The Albino Phenomenon
A well-documented challenge in long-term culture work is the spontaneous appearance of "albino" subcultures that produce only white mycelium and fail to make xylindein even on fresh media. The cause remains unknown. Importantly, Robinson (2012) demonstrated that adding any wood species (hardwood dust) to the agar medium caused significant recovery of pigment production in albino colonies — suggesting the trigger for xylindein biosynthesis is substrate-composition-dependent. If your culture goes white, wood amendment is the first intervention to try.
What Bioactive Compounds Does Green Stain Fungus (Chlorociboria aeruginascens) Contain?

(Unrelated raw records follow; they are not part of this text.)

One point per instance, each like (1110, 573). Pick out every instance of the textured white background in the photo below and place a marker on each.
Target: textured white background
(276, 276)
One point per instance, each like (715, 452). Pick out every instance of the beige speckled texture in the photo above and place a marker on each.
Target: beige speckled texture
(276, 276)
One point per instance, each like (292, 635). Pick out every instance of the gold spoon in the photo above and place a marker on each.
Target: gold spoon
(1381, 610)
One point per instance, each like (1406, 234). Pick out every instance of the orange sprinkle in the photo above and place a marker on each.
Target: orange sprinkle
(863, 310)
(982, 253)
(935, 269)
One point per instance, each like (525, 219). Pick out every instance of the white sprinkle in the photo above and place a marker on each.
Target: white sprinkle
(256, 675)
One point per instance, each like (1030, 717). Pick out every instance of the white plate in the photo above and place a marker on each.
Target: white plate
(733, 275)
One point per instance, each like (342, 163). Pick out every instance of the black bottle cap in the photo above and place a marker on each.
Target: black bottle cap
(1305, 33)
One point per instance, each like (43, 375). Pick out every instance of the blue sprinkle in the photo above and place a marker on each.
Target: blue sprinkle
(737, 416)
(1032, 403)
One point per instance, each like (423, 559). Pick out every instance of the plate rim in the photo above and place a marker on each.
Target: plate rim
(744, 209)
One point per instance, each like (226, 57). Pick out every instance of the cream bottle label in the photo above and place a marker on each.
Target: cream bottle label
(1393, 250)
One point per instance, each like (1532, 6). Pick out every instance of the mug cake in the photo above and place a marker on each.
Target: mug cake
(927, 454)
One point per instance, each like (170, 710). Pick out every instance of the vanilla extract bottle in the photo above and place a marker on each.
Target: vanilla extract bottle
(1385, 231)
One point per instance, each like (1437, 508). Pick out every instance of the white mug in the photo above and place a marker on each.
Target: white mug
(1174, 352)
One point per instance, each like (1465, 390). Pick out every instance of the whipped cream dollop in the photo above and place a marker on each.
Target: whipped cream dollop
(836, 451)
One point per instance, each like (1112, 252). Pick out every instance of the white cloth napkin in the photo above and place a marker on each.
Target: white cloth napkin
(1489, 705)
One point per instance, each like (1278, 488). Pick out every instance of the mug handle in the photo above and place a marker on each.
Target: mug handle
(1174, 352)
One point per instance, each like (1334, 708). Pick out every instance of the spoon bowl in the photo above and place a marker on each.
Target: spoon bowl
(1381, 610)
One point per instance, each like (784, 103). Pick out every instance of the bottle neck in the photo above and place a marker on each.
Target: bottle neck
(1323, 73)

Green Stain Fungus (Chlorociboria aeruginascens) chemistry is dominated by one extraordinary compound — xylindein — alongside a genome that predicts 32 biosynthetic gene clusters encoding an almost entirely unstudied secondary metabolite landscape.
Xylindein — The Blue-Green Pigment
Xylindein is a dimeric naphthoquinone derivative — specifically classified as a bisnaphtho-γ-pyranone or perylenequinonoid — produced via a polyketide biosynthetic pathway from a C₄ starter unit. It is a genuine secondary metabolite: energetically costly to produce, decoupled from primary growth, and stress-triggered (primarily by nitrogen limitation).
| Property | Value |
|---|---|
| Molecular formula | C₃₂H₂₄O₁₀ |
| Molecular weight | 568.5 g/mol |
| CAS number | 3779-11-1 |
| Absolute configuration | (7S, 20S) — confirmed by X-ray crystallography |
| Absorption peaks | ~610 nm and 643–700 nm; reference wavelength 660 nm used in quantitative work |
| pH stability | Stable pH 1–8; unstable above pH 9; bleaches at pH 13 |
| Thermal stability | Stable as dry powder to ~100°C; DCM extract stable 9+ months |
| UV stability | Exceptional — intact in 500-year-old Renaissance artworks |
| Solubility | Poorly water-soluble; soluble in DCM, chloroform, acetone, MEK |
| BGC identified | Yes — Guo et al., Journal of Natural Products 88:233-244 (2025) |
The Biosynthetic Gene Cluster — A 2025 Discovery
The biosynthetic gene cluster (BGC) responsible for xylindein production was only identified in January 2025, by Guo et al. in the Journal of Natural Products. This represents a landmark in understanding this compound: the core gene is a nonreducing polyketide synthase (nrPKS) designated XLNpks, co-regulated with 8 other genes at the same locus. Two fatty acid synthase genes (XLNfas1 and XLNfas2) at the locus likely supply the C₄ starter unit. Attempts at heterologous expression in Aspergillus oryzae did not yield any xylindein intermediate, suggesting the full pathway requires additional unidentified genes or cofactors — meaning xylindein cannot yet be produced outside its native host. As of early 2026, cultivating Chlorociboria aeruginascens and extracting from biomass or colonized wood is the only route to xylindein.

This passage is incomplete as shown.